Here is a drainage map of the city of Bengaluru sourced from the Central Ground Water Board website. No city sitting on a ridge line should actually get flooded but we have achieved the impossible — of course in parts.
A dotted ridge line divides the city between the Vrishabhavathy-Arkavathy-Cauvery basin and the Dakshina Pinakini, from the North to the South. There is a huge difference between these two in the slope, the hydro-geology, the soil, the rainfall, the built up area etc.
The drainage patterns – the rajkaluves – are interesting too. They are more dendritic in the Vrishabhavathy-Arkavathy-Cauvery basin and less so in the Dakshina Pinakini basin. Especially the North East of the city has a much flatter terrain and the slope and lake connections move West to East before they eventually join the Dakshina Pinakini and start sloping Southwards.
In the Western part of the city the slopes and hence the naalas – raj kaluves are more pronounced. During rains, water flows down streams more in the Cauvery basin while it gets collected and causes flooding more in the Dakshina Pinakini area.
The hydrogeology and hence the capacity of the aquifers to absorb water too is different in the two river basins. Groundwater is more abundantly available and the weathered zone hence recharge is better in the Cauvery basin than the Dakshina Pinakini basin. De-silted tanks should have better recharge in the Cauvery basin, while those in the Dakshina Pinakini will hold water longer and better.
Rainfall patterns too are incredibly localised as the tracking by the Karnataka State Natural Disaster Management Cell (KSNDMC) is showing us daily. Rain is more in the South and West of the city than the North and the East of the city, making the South and West more flood-prone than the North and the East.

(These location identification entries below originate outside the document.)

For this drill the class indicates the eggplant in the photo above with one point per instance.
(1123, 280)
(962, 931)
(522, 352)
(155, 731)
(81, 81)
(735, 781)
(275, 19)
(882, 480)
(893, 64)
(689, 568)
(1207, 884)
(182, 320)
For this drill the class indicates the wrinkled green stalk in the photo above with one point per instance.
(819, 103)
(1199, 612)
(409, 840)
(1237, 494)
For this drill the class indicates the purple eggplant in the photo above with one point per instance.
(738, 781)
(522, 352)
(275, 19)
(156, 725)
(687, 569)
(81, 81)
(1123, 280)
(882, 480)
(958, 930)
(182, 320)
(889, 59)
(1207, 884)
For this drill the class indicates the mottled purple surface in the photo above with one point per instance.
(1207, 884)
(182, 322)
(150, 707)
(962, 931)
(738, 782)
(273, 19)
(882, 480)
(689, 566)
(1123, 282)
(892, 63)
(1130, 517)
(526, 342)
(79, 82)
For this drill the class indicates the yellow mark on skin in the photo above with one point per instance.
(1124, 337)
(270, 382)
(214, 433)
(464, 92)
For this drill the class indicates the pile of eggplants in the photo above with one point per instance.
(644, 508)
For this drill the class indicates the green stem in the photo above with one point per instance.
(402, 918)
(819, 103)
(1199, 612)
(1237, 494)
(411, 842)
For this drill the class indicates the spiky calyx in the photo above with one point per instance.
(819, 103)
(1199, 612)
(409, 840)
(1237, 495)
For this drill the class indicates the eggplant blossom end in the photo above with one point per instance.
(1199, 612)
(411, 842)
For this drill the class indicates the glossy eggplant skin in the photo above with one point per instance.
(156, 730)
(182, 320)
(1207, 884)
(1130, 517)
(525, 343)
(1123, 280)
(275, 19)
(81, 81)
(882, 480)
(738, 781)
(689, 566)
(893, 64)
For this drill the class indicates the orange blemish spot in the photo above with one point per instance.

Thus, in reality there are many Bengalurus for rainfall. The IMD centre in the heart of the city has recorded 1655.70 mm of rainfall. The rain gauge on our office in a suburb to the North of Bengaluru in Vidyaranyapura has recorded only 1002.80 mm a staggering 65% variation.
When we map out the flood affected areas with the various typology it will be helpful and useful. Underpasses getting flooded, neighbourhoods getting flooded, streams overflowing , lakes overflowing are all different typologies.
Let’s look at the example of how construction activities change the landscape and drainage patterns.
When a site is built up (assuming a flat site and normal rainfall in Bengaluru), a small one such as a 600 sq ft site, the hydrology of the site changes dramatically. From a run-off of 10 % it goes to 95 % or even 100 %. The big loser is soil moisture and evapotranspiration which, as expected, drops dramatically in an urbanised area.
How do we reverse this? If every plot is made responsible for the stormwater that it generates i.e. by holding to or recharging into a well every drop of rain that falls on the site, it will prevent flooding.
However, this depends on the ability of the aquifer to hold and transmit water. Sometimes the recharge rate can be low, sometimes transmissivity can be low, sometimes the weathered zone may be very small.
Thus when each micro-watershed is understood separately and jointly with the river basin, flood prevention will be better and systematically done. It is time we put up a citizens effort to understand and manage floods and we do it with the KSNDMC.